The entire thrust of our society is geared toward, what in the 19th and early 20th century was called "bourgeois ideology": the notion that the world is comprised of unchangeable objects put in motion by natural law. It takes an incredible amount of mysticism (invisible hand of the market, American values, justifiable wars, etc) to keep this system together. To a certain degree, it takes a good amount of labor policy to keep us this way: the redefinition of everyone from carpet cleaners to strippers to professors to nurses as either "management" (petit bourgeois--medieval throw back to Kingsman) or "independent contractor" (petit bourgeois--medieval throw back to troubadour, itinerant craftsman). The business schools have read enough Marx to know that unrest is best squashed by mimicking feudalism--where the working-class (generic humanity) is decentralized and unable to congeal into a force to reveal that it is not eternal or natural but a force that it is sustained by and for, not a few kings, but a somewhat larger spread of modern industrialists.

But this system considers itself immune to history. It believes that its the end of history. Without a historical and material understanding of the world, our only tool of battle is secret ballot and public outrage (which is easily put down by advanced military technology and private ownership of media outlets.)

Of course, Iranians aren't at a different phase than we are.

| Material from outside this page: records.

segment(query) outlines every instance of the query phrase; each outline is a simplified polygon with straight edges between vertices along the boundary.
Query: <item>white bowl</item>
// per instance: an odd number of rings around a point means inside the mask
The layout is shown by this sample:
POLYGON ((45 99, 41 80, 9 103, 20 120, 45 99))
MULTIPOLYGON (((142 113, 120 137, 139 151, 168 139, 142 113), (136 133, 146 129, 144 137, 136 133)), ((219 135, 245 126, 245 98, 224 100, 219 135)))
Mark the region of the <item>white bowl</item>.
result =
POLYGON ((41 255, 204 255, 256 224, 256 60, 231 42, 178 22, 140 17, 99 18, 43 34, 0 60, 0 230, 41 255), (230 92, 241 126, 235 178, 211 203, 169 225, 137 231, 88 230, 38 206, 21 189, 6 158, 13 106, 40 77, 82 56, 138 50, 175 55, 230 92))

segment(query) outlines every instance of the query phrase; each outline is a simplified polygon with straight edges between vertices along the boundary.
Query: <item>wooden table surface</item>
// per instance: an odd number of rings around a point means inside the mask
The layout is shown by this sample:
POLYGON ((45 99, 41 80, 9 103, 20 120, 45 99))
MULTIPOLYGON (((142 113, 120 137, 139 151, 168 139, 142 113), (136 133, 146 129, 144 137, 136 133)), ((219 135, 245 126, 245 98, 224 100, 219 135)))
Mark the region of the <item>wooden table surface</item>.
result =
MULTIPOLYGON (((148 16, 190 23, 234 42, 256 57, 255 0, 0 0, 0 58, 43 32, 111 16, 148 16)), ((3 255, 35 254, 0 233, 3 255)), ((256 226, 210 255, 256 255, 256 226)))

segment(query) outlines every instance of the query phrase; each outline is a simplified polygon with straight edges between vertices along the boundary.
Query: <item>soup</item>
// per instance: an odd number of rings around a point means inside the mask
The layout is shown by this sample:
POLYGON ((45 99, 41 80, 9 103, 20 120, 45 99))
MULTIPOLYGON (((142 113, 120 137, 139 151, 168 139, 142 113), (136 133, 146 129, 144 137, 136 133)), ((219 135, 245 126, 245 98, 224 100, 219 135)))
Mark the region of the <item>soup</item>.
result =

They are not more advanced than we are in this respect. But while we are fighting our way through a capitalist system that uses the mixed consciousness of nouveau-feudalism to ward off class consciousness of the average joe and joann, Iranians are still directly fighting the vestiges of feudalism: theocracy, the God-King, extreme enforcement of the veil. They have seen others do this and win, so it is impossible to convince them that they can't fight it.

In short: they are fighting to join modern global capitalism and we are fighting to have a democracy within global capitalism (which is fighting its own mathematical collapse through any and all possible imperialist expansion into any and all underdeveloped markets.)

And TV doesn't help.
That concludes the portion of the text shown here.